Spinach & Feta Phyllo Pie

Serves 4
Prep time: 20 minutes
Cook time: 40 minutes

INGREDIENTS
2 packages (10 ounces each) frozen spinach, thawed and drained
4 green onions, thinly sliced
4 large eggs, lightly beaten
3/4 cup cottage cheese
1 container (4 ounces) feta cheese, crumbled
1/2 teaspoon salt
1/4 teaspoon pepper
1/4 teaspoon ground nutmeg
1 teaspoon dried dill
1/8 teaspoon cayenne pepper
10 sheets Phyllo dough, thawed*

*To prevent your Phyllo dough sheets from drying out, keep them covered in their packaging until the moment you’re ready to use.

INSTRUCTIONS
  1. Heat oven to 350°F. Coat an 8”x8” baking dish with olive oil.
  2. In a medium-size mixing bowl, combine all ingredients except dough.
  3. Place one sheet of Phyllo dough in the baking dish, allowing the ends to hang over the edge.Brush the dough with olive oil, then repeat with 4 additional sheets of dough, alternating in direction and brushing each with olive oil.
  4. Spoon the spinach mixture into the dish in an even layer.
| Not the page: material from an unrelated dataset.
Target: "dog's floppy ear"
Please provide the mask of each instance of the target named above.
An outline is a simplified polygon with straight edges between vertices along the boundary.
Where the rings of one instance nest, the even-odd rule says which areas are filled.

Lay the remaining dough sheets over the filling, brushing each with olive oil.
  5. Lift the hanging dough edges and turn them inward to form a rim. Brush with olive oil.
  6. Place the pie in the oven and bake for 40 minutes, or until the crust turns golden brown. Let cool for 10 minutes. Slice into squares, then serve.
Tip: If you have leftover layers of Phyllo dough, simply package them in plastic cling wrap, then place back in the freezer.